New power plants in Mexico have spurred natural gas demand south of the border––and fast-rising gas imports from the U.S, particularly Texas. Thus far, pipeline exports from Texas to Mexico have primarily been supplied by gas produced within the Lone Star State, but a big squeeze is on as nearby Texas production volumes decline (particularly the Eagle Ford) and export demand continues to increase, not just from Mexico but from new liquefaction/LNG export terminals along Texas’s Gulf Coast. Today, we unpack the shifting Texas supply and demand balance and potential implications for the market.
This is Part 3 of our “It Takes Two” series. We started in Part 1 with an overview of developing trends in Mexico’s natural gas market. In short, for some time now, Mexico’s thirst for natural gas has been growing. The state-owned Comisión Federal de Electricidad (CFE) has been feverishly expanding its fleet of natural gas-fired combined-cycle power plants, and there are big plans to build a gas pipeline network to feed them. No less than 800 miles of gas pipelines are under construction and another 2,500 miles are on the way to facilitate utilization in the power sector, including seven projects totaling 8.0 Bcf/d of transport capacity that have been awarded contracts for construction, all with in-service dates in 2017 or 2018. Several of the pipeline projects—either under construction or awarded—originate at or near the Texas-Mexico border and extend south or west to connect with other projects and Mexico’s existing mainlines, all with the expectation that Mexico’s revamped power generation fleet will rely in large part on supply from Texas. In fact, even as Mexico’s natural gas consumption has been on the rise, its domestic production has slowed. So barring a reversal in that supply trend, much of the incremental gas demand will need to be met by imports. The U.S. midstream sector is jumping to take advantage of this growing demand center. As we discussed in Part 2, six pipeline projects totaling nearly 8 Bcf/d upstream of Mexico’s natural gas pipelines on the U.S. side are in various phases of development to move gas from Texas’ Agua Dulce Hub in South Texas and from Waha Hub in West Texas into Mexico, all due in service by 2019. With these plans progressing on both sides of the border, all signs point to continued growth in Mexico demand and higher exports to Mexico. However, as we also noted in Part 2, several stars must align for all this capacity to translate to a corresponding jump in export flows. The increased exports are predicated on Mexican power and pipeline projects materializing as currently planned and also assumes Mexican gas production will continue to lag. The other key dependency is that sufficient natural gas volumes must be able to navigate Texas’s intrastate and interstate pipelines to reach the border crossing points.
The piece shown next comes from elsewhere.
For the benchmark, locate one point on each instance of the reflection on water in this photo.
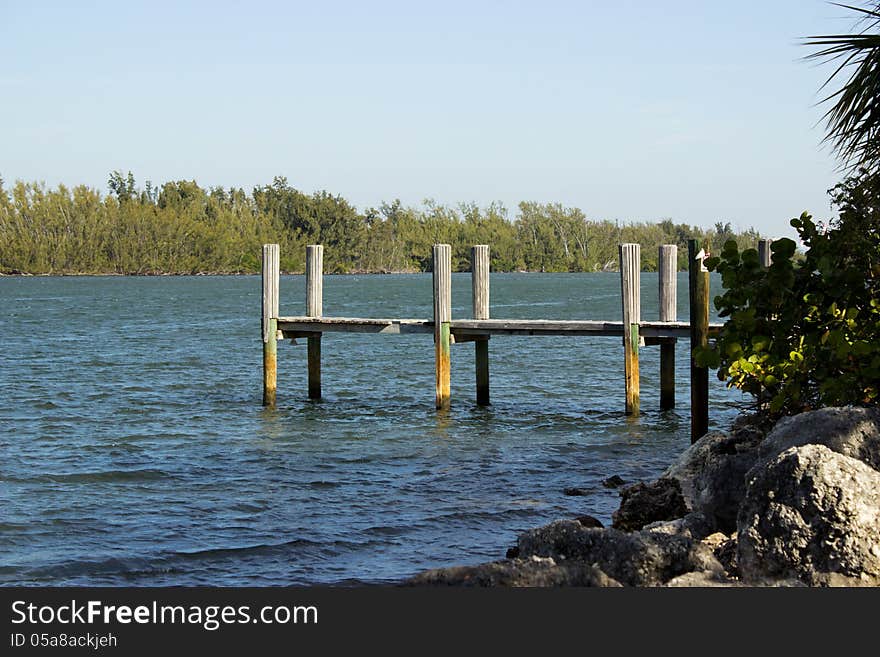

Up to this point, that cross-Texas capacity has been available. The only real limiting factor for U.S. natural gas exports to Mexico thus far has been the lack of gas demand and/or infrastructure within Mexico, available capacity from Agua Dulce to the border (met in December 2014 by NET Midstream’s NET Mexico Pipeline), and by Petróleos Mexicanos’ (Pemex) ability to meet most of the country’s gas needs. Until early 2014, Texas production was still in growth mode, even as growing Marcellus/Utica supply in the Northeast was increasingly pushing back on northeast-bound supply from Texas. The Energy Information Administration’s (EIA) annual production data shows Texas supply grew by a total of 2.5 Bcf/d between 2010 and 2014, a 14% increase over the five-year period—not quite the pace of growth seen in the five years prior to 2010 (the early shale boom era), but still a significant amount of growth, considering that the Marcellus/Utica supply grew by more than 13 Bcf/d in that 2010-14 time frame. The supply growth in Texas––especially in the latter half of that period––was primarily driven by associated gas from oil- and liquids-directed drilling in the Eagle Ford and Permian producing areas, as by then natural gas prices were low but oil and liquids prices alone provided plenty of incentive to continue drilling. But of course, that all changed with the oil price collapse starting in mid-2014, a topic we’ve written about extensively in the RBN blogosphere. It took some months for the effects of that price collapse to show up in production volumes—there are always efficiency gains to be had (see Sooner or Later)—but the impact to rig counts was swift. Rig counts in more mature shale plays like the Barnett and Haynesville, which had essentially ushered in the shale gas boom, had already petered out and remained sparse. But the rig count in the Eagle Ford was cut in half, from more than 200 in December 2014 to just over 100 in mid-2015 and to 33 rigs as of this Friday, October 28, according to Baker Hughes rig count data. In the Permian, which had substantially more rigs than Eagle Ford to begin with at its peak (nearly 570 in December 2014), rig counts fell off a cliff to about 230 by mid-2015 and by another 100 to about 130 by mid-2016 (although as noted below, 80 rigs have since come back to the Permian – Friday’s rig count was 212).